Leônia Teixeira
Navegar é meu canto, meu refúgio...entre pedras e areias naufrago de encontro as ondas, sou levada pelo vento, carregada pelo som da madrugada até a imensidão do mar.
Não toquei teus olhos, nem fiz de mim tua fruta preferida. Tentei, juro que tentei. Mas todas as tentativas foram perdidas, em vão.
Arvoredos, folhas, flores e versos são complementos de mim. Juntos, no frio e no calor de nós distantes me faço frases, me descrevo, me componho... tento me descobrir por entres linhas, em meio a ruas desertas. Trago um gole de saudade, tomo um copo de vinho e sinto-me rodopiar e tropeçar nos teus braços. Sou entrega sem mistérios, sou verdades em meio a mares de mentiras...não traio, não guardo momentos secretos, segredos de nós, porque o destino foi traiçoeiro !
Achava teus olhos cor de jambo, tua pele cor do mar...achava tua voz uma música, teu olhar canção. Pois é, agora...continuo achando.
sOU aSSim, Meio qUe DesAJEItada, fOrA Do LUgar. FaZEr o qUE ? caDa uM tEm SEUs PROpriOS JEItoS, suAs forMas,...É neSsa BagunÇa qUe mE acHO, qUE ME vEjo e mE goSto.
E ai, o tempo não espera...corra, abrace seus sonhos e viva. Viver é arte, nem todos sabem interpretar, ser personagem de sua própria história. Há pessoas passam sem deixar marcas...deixam apenas rastros, sombras do que não viveu.
Acordei com o mar batendo em meus olhos, despertei...corri ao encontro dos sonhos: senti as ondas e pisei na areia. Rodopiei no ritmo da poesia, andei na lua e dancei com o vento na maresia.
Lindas flores campeiam minha estrada, lindas flores perfumam meus desejos...lindas flores me abração com jeitinho, com carinho...lindas flores me trazem teu rosto e teu cheiro.
Sem tu...
Tu é perfume e cor,
Sem tu não ha versos nem poesias,
Não há músicas nem serenatas,
Sem tu, as flores são imperfeitas
As rosas não tem perfume,
O vento não toca...não tem brisa.
Sem tu o brilho não reluz, a lua não acende
Sem tu poemas se perdem em prosas,
Sem tu o verde não é verde,
As rosas não são rosas.
E veio ele se aproximando com sorrisos francos, olhos tristes, andar em galopes...e veio ele, sem disfarce, sem medo. Mais que ligeiro galopamos na mesma estrada, seguimos o mesmo desejo e dividimos momentos pra ficar em nós.

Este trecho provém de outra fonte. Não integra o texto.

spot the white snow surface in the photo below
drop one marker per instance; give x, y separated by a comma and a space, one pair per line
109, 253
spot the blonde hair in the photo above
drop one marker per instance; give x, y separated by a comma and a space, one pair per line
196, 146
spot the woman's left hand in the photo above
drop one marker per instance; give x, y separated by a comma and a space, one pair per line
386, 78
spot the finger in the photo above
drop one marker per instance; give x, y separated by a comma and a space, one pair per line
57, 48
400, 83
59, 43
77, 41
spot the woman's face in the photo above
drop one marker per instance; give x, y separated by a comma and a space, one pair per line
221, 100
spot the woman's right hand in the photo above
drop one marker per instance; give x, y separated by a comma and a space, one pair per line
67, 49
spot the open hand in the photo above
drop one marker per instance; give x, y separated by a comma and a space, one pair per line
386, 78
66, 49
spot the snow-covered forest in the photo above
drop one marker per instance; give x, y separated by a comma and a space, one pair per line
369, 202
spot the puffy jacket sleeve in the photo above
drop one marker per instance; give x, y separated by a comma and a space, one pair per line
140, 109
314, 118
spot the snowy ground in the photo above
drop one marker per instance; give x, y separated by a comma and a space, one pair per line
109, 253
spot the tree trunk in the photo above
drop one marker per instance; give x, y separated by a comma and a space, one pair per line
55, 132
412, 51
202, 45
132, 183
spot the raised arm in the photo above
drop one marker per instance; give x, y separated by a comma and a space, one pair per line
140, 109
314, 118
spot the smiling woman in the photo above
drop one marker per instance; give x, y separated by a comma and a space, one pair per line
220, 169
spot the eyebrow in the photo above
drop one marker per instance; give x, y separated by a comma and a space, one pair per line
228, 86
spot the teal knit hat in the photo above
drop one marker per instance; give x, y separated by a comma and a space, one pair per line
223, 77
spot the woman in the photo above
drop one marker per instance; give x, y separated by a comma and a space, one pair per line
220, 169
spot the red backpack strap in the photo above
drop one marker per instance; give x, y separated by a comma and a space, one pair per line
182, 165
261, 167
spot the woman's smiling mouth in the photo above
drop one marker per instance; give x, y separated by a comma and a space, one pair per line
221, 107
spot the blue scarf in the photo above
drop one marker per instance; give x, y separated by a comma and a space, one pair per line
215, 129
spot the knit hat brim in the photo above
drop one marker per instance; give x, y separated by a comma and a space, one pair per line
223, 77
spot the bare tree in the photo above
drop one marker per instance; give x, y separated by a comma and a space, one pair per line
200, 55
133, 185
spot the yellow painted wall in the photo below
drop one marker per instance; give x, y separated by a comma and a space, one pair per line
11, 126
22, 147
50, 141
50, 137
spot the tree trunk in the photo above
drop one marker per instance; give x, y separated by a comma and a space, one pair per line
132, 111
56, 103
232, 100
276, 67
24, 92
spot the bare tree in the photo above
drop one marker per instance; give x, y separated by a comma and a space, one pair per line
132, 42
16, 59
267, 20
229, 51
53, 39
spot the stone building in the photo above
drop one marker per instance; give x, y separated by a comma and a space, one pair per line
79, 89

Nunca fui de roubar a cena, não possuo atrativos para isso: não tenho olhar de sereia nem andar de gazela, não ando de sapato alto, não uso vestido comprido, nem tem perfume o meu cheiro. Nunca fui de fazer ninguém olhar para os lados, olhar duas vezes para o meu canto...nunca fui sonhos. Sou o que resta do nada que nunca tive, sou o que fica nas memórias de quem não tem lembranças...Não sou de me fazer notar nas calçados que ando, nas ruas que passo. Parece-me que sou um ser invisível, um ser que não sente...avenidas, ruas, vielas...não há lugar onde eu seja vista, não há canto onde alguém me veja.
Exalo cheiro de poemas por onde passo
Deixo rastro de gargalhadas por onde vou,
Se me olhar um pouquinho, verá em mim
Notas de letras cantadas, rosas faladas
Se prestar um pouco a mais de atenção
Se perder um tantinho do seu tempo
Descobrirá, que sou pedaços,
Retalhos de cores,
Versos, flores...
Jardins, canção.
A loucura me permite ser livre, me dá o direito de sonhar nas alturas...a loucura, são pássaros em voo.